Major industries and sectors in the economy that are not adjusting to net zero [global campaign to reduce greenhouse gases to slim quantities], face the risk of being globally blackballed by donors and prospective business partners, who on their part are seemingly doing their best to reduce their carbon footprint, and would rather not identify with elements that are not mindful of the environment.
Because of this, the government is inevitably going to pick up expensive loans from the World Bank and IMF under the guise of transitioning to clean energy. This will add to the already dire debt problem, considering most of the loans will be swindled and new ones taken out. Denoting that the borrowing cycle will continue ceaselessly. For what it’s worth, Uganda has taken measures to tackle the climate change problem.
For instance, it passed a bill into law — The National Climate Change Act in 2021. The country was also well represented at the UN climate change conference in Scotland in 2021 and is a signatory to the Paris Agreement.
Even so, Uganda’s commitment to climate change is confusing because, on one hand, it preaches and practices a contrarian climate change gospel: going ahead with preparations to produce fossil fuels, used imported cars are a sensation in the country, charcoal made from cutting trees is still the most prevalent source of domestic fuel.
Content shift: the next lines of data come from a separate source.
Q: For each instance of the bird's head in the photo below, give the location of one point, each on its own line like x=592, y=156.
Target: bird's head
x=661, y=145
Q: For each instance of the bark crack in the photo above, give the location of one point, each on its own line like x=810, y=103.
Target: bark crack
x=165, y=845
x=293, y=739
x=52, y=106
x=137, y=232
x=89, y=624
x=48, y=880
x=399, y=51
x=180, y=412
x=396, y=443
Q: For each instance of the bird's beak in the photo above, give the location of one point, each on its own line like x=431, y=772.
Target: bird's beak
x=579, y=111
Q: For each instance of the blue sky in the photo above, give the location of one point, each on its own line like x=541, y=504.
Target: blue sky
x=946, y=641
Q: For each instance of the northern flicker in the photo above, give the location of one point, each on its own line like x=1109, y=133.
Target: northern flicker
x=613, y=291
And on the other hand, it signs and attends climate change agreements and conferences. Apart from passing a climate law to piggyback the extraction of oil, I am confident that the talk of formulating a climate change policy by government officials and technocrats is simply to find away to take a swig of the $100 billion set aside by the world’s richest countries to fight the climate change crisis under the umbrella — climate financing.
This obligation hadn’t yet been met by the said countries but according to a report: Forward-looking Scenarios of Climate Finance Provided and Mobilised by Developed Countries 2021–2025, the financing is likely to commence in 2023 hence the galvanized policy-making in Uganda.
The author is an independent financial and investment analyst.